—¿De modo que se ha casado usted?—le dije comprendiendo que se trataba de una alianza seria y definitiva.
—Sin duda. ¿Creía usted que le hablaba de mi querida? Amigo querido, no tengo bastante tiempo, ni bastante dinero, ni bastante ingenio para atender a los gastos de semejantes vinculaciones. Además, con la manía que ya usted me conoce de tomarlo todo en serio, las considero como un matrimonio tan caro como los legales, que satisfacen menos aunque suelen ser más felices y a veces más difíciles de romper: lo que prueba una vez más hasta qué punto somos los hombres aficionados a los vínculos viciosos. Son muchos los que se van para evitar el matrimonio y que, por lo contrario, deberían casarse para romper cadenas. Temía yo ese peligro—al cual me sentía demasiado expuesto—y he tomado, como usted ve, el buen partido. He establecido a mi mujer en el campo, cerca de París, pobremente—debo decirlo,—añadió con aire de comparar la instalación de su casa con la de la mía, aunque ella era muy modesta—y un poco tristemente, que por ella lo temo. Por eso apenas me atrevo a invitarle para que venga a visitarnos.

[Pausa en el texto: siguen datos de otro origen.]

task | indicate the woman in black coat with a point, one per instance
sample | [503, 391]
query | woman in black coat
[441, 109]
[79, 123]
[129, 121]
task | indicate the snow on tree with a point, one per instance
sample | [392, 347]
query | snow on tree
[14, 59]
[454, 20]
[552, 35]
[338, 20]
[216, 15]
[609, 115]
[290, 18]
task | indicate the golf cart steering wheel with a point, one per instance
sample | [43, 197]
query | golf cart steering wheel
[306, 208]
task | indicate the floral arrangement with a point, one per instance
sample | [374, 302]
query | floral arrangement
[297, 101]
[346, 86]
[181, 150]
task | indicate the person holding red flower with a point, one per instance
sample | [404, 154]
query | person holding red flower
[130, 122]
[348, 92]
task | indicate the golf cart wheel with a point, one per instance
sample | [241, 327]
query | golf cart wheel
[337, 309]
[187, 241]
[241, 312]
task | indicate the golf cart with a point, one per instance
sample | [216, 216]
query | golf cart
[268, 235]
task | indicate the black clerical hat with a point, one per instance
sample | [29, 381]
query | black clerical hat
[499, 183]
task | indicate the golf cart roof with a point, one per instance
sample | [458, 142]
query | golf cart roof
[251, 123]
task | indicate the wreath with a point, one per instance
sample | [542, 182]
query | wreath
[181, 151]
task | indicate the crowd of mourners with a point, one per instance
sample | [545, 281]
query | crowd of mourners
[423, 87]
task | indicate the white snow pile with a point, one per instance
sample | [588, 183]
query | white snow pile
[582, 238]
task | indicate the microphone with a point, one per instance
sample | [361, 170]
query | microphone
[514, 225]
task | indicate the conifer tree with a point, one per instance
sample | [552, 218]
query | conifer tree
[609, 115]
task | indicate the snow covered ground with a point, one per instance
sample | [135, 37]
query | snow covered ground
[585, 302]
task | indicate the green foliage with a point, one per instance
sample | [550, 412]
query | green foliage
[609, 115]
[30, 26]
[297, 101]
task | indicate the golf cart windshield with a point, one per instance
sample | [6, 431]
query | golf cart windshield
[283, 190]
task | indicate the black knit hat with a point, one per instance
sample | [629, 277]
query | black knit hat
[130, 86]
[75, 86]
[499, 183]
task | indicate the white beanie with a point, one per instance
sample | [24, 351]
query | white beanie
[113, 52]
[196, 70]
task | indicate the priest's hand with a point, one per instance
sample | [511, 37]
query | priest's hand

—Cuando usted quiera—le repliqué estrechándole tiernamente la mano,—tan pronto como consienta en presentarme a la señora de...—iba a decir su apellido.
—He cambiado de nombre—me dijo interrumpiéndome.—He solicitado y obtenido autorización para usar el apellido de mi madre, una excelente y respetable mujer, cuyo recuerdo—porque la perdí demasiado pronto,—vale más que el de mi padre a quien sólo debo el accidente de mi nacimiento.
Jamás se me había ocurrido averiguar si Agustín tenía familia, hasta, tal punto tenía la manera de ser de los huérfanos, es decir, el aire de independencia y abandono, o en otros términos el carácter de una vida individual, sin orígenes, ni deberes, ni vinculaciones, ni dulzuras. Se ruborizó levemente al pronunciar la frase «accidente de mi nacimiento» y comprendí que era más aún que huérfano.
—Le ruego—continuó,—que hasta nueva orden, no me traiga a su amigo Oliverio. No hallaría en mi casa nada de lo que a él le agrada, sino una mujer muy buena y perfectamente abnegada, que todos los días me agradece el haberme casado con ella, que, gracias a mí, ve lo porvenir de color de rosa, que no tiene más ambición que verme dichoso por ahora y que se complacerá de mis éxitos el día en que se los haga apreciar.
Amanecía ya y Agustín hablaba todavía; apenas la claridad del crepúsculo empalidecía la luz de la lámpara y hacía visibles los objetos se acercó a la ventana para bañar su rostro en el aire helado de la mañana. Veía su rostro anguloso y descolorido dibujarse como una mascarilla de sufrimiento sobre la extensión del cielo mal alumbrado por inciertos reflejos. Su vestido era de color oscuro, toda su persona tenía ese aspecto reducido, comprimido, disminuido, por decir así, de las personas que trabajan mucho sin moverse, y aunque estaba por encima de todo cansancio, estiraba los flacos brazos como un obrero adormecido entre dos tareas que se despierta al oír el canto de los gallos.
—Duerma—me dijo.—He abusado con exceso de su complacencia en escucharme. Pero permítame quedarme aquí una hora más.
Y se sentó a mi mesa para preparar un trabajo que debía quedar terminado aquella mañana misma.
No advertí cuándo salió de mi cuarto. Desapareció con tanto silencio que al despertarme parecíame haber soñado toda una historia austera y conmovedora cuya moraleja se dirigía a mí.